Hacker News

A library of words: Discovering Roget's Thesaurus (2023)

by NaOHon 5/15/2025, 5:46:19 PM with 6 comments

by ttctciyfon 5/17/2025, 10:16:54 PM
The author notes:
> since around 1962, publishers have abandoned the side-by-side layout of opposing categories which Roget insisted on as a visual representation of the opposing ideas
illustrated by the original's side-by-side entries for 615 Good and 616 Evil, seeing this as an unfortunate
> example of one of the many ways book design is actually getting less sophisticated over time.
It appears the Gutenberg project also see value in preserving the two columns, at least in their html edition, as can be seen in their rendition of the same passages: https://www.gutenberg.org/cache/epub/10681/pg10681-images.ht.... (Link is to a 10M html file).
(Though it seems things have moved on, since Evil is now #619.)
Surely there must be more programmatic electronic editions, though, given the highly tractable organisation of the book?
by MichaelMoser123on 5/18/2025, 3:20:27 AM
I once had a python side project, it parses the 1911 edition of Roget Thesaurus into memory and provides some queries.
https://github.com/MoserMichael/roget-thesaurus-parser
by folexon 5/18/2025, 2:08:53 AM
Where does the stereotype 'thesaurus = synonyms + antonyms' come from?
I'm not a native english speaker, and I never heard that idea besides in, I'd guess, Friends TV show.
I've used thesauruses since my childhood for exactly the task of looking up meanings, explanations, perhaps some etymology baked in.
For English, I always use WordNet, it is quite good and works offline on Android.
For my basic level of Chinese, Outliers dictionaries are so far the best I have found, but that's mainly due to my heavy reliance on the etymology provided there.
Well, I guess I got carried away a bit.
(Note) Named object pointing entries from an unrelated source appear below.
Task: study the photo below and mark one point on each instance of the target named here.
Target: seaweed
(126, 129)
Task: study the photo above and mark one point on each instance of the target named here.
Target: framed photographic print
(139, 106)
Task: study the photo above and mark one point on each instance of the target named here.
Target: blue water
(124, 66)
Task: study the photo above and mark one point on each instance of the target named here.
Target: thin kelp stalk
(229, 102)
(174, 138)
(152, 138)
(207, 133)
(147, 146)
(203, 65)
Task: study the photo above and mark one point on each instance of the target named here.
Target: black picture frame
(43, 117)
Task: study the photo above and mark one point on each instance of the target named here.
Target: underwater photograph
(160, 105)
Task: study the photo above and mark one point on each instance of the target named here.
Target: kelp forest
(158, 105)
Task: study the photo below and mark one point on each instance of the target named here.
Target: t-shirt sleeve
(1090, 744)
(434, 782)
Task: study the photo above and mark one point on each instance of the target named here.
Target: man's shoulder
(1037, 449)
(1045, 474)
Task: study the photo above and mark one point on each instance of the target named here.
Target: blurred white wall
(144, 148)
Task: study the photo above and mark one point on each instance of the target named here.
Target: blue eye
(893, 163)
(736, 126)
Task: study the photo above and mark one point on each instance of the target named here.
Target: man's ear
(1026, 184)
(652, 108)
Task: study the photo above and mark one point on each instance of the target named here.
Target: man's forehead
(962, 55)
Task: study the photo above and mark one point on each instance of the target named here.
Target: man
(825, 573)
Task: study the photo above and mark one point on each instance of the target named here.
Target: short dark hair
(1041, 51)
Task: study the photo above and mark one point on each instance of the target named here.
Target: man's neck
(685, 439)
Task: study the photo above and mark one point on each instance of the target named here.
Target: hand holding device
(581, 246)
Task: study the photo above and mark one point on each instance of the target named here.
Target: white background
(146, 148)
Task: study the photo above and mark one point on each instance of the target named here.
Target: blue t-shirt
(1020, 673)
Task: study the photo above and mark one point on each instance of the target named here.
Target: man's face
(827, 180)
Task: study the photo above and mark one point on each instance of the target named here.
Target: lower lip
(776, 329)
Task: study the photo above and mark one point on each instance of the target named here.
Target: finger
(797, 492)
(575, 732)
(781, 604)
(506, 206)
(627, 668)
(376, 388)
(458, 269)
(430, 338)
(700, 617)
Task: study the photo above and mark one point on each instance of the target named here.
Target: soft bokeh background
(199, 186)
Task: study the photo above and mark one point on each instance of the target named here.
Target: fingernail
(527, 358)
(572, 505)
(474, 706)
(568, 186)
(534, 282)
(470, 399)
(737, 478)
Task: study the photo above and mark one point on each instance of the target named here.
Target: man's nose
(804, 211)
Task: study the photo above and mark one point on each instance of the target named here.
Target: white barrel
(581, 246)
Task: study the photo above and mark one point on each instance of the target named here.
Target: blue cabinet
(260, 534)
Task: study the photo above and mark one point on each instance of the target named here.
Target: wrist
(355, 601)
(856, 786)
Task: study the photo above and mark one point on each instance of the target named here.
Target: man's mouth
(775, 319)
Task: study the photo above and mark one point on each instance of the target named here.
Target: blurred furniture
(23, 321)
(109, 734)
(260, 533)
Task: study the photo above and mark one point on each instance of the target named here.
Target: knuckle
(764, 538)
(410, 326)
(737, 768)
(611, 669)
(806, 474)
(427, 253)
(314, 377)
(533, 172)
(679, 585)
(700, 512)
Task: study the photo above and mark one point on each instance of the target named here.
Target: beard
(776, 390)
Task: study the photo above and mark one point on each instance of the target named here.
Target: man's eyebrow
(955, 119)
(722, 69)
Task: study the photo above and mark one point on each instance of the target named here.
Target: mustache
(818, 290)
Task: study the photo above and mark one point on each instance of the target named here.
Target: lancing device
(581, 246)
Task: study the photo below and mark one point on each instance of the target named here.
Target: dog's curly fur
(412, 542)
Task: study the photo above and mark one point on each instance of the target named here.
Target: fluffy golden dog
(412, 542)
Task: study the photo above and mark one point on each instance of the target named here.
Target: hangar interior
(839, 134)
Back to my question, where thesaurus=synonyms+antonyms comes from?
by 5-on 5/17/2025, 10:11:09 PM
the cambridge dictionary thesaurus has a similar organisation and i always thought it was a unique quirk (further promulgated by the mobile version calling it "smart thesaurus").
https://dictionary.cambridge.org/thesaurus/articles/differen...
by Michelangelo11on 5/18/2025, 11:55:06 AM
Interesting. So, a kind of precursor to LLMs, or if you like, a pre-electronic, pen-and-paper latent space.